You've explored the raw data and range of an unfamiliar meteorological dataset. In this unit, you'll use visualizations to see how the data is distributed.

Timechart

Recall that some of the data columns you saw in the last unit were of type DateTime, and represented start and end times for storm events. To see which dates have storm-data events, you can plot a count of entries versus time.

Note that the previous unit used a subset of 50 data rows, whereas this unit will use the full dataset.

The following query creates a timechart of the number of storm events per 8-hour bin as a function of time.

  1. Run the following query:

    Run the query

    StormEvents
    | summarize Count = count() by bin (StartTime, 8h)
    | render timechart
    

    You should get results that look like the following image:

    Screenshot of time chart results.

  2. Take a look at the resulting graph. Do you see any obvious gaps or anomalies?

Events by state

Another way to look at data distribution is to group by event location (in this case, state) to see what kind of trends can be understood from the distribution.

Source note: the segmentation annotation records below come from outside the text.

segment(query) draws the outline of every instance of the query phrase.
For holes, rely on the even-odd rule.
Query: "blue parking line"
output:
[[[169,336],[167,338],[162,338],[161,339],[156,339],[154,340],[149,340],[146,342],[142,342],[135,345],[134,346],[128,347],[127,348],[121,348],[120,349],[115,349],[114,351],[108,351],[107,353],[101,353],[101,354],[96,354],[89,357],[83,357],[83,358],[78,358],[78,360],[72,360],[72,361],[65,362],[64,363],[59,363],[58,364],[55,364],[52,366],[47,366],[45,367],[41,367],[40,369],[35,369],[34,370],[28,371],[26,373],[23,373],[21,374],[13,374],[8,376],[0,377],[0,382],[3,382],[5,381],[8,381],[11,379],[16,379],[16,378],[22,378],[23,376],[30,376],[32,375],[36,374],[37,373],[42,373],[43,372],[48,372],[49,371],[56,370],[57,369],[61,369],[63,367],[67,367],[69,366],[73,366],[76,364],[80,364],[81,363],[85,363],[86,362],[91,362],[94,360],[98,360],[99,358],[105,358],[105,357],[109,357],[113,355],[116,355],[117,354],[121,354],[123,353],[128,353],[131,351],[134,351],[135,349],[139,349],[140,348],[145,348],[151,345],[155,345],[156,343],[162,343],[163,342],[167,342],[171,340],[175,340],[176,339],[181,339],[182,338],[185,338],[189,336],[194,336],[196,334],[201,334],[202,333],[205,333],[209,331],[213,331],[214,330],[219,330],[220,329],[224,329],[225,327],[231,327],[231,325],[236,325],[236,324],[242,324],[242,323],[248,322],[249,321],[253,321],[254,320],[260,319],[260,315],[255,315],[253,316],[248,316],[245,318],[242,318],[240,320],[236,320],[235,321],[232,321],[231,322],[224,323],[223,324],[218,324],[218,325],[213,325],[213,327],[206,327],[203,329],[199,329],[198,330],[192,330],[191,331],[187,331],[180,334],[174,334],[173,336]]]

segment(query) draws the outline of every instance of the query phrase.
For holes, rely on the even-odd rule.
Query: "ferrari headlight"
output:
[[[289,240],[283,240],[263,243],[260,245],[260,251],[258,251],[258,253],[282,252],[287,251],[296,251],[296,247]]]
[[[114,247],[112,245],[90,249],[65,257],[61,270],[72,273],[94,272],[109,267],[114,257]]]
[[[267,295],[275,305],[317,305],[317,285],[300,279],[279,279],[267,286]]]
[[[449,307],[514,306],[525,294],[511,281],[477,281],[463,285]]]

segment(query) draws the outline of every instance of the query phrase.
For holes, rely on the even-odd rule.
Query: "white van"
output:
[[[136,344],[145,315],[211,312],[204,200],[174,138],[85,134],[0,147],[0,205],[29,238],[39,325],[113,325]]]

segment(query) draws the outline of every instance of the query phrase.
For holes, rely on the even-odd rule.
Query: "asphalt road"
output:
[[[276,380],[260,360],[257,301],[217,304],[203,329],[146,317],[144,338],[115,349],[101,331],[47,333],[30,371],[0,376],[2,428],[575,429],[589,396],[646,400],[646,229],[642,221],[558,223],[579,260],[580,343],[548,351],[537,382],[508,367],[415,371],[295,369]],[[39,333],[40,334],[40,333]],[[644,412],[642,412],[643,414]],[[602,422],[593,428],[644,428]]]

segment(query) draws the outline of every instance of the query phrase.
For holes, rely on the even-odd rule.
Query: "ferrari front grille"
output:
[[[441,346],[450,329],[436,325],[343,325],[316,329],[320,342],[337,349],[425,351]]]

  1. Run the following query:

    Run the query

    StormEvents
    | summarize event = count() by State
    | sort by event
    | render barchart 
    

    You should get results that look like the following image:

    Screenshot of bar chart showing damage by state.

  2. Take a look at the resulting graph. There are 67 different states in the list, including those which aren't official states in the US, such as "American Samoa" and "Hawaii waters". Does this type of geographical storm distribution make sense?

  3. You can look at the underlying data by selecting the Table tab above the chart. Do the actual numbers help you understand the data distribution better?

    Screenshot of data table for damage chart.

Events by geographic location

You've seen how the number of events vary based on time and state. Recall that the schema mapping showed that each storm event entry contains latitudinal and longitudinal information. Let's take a look at how the data clusters on a map.

  1. The following query groups events by geographic cell, and counts the number of events in each cell. These results are displayed on a map, where the circle size corresponds to the number of events in that cell. Run the following query:

    Run the query

    StormEvents
    | project BeginLon, BeginLat
    | where isnotnull(BeginLat) and isnotnull(BeginLon)
    | summarize count_summary=count() by hash = geo_point_to_s2cell(BeginLon, BeginLat,6)
    | project geo_s2cell_to_central_point(hash), count_summary
    | extend Events = "count"
    | render piechart with (kind = map)
    

    You should get results that look like the following image:

    Screenshot of map chart result with circles showing number of events in a given area.

  2. Try zooming in by pressing Ctrl +. Now that you've seen the types of storms represented, does it make sense that there are more of these types of storms in the northeastern area of the US and the gulf of Mexico?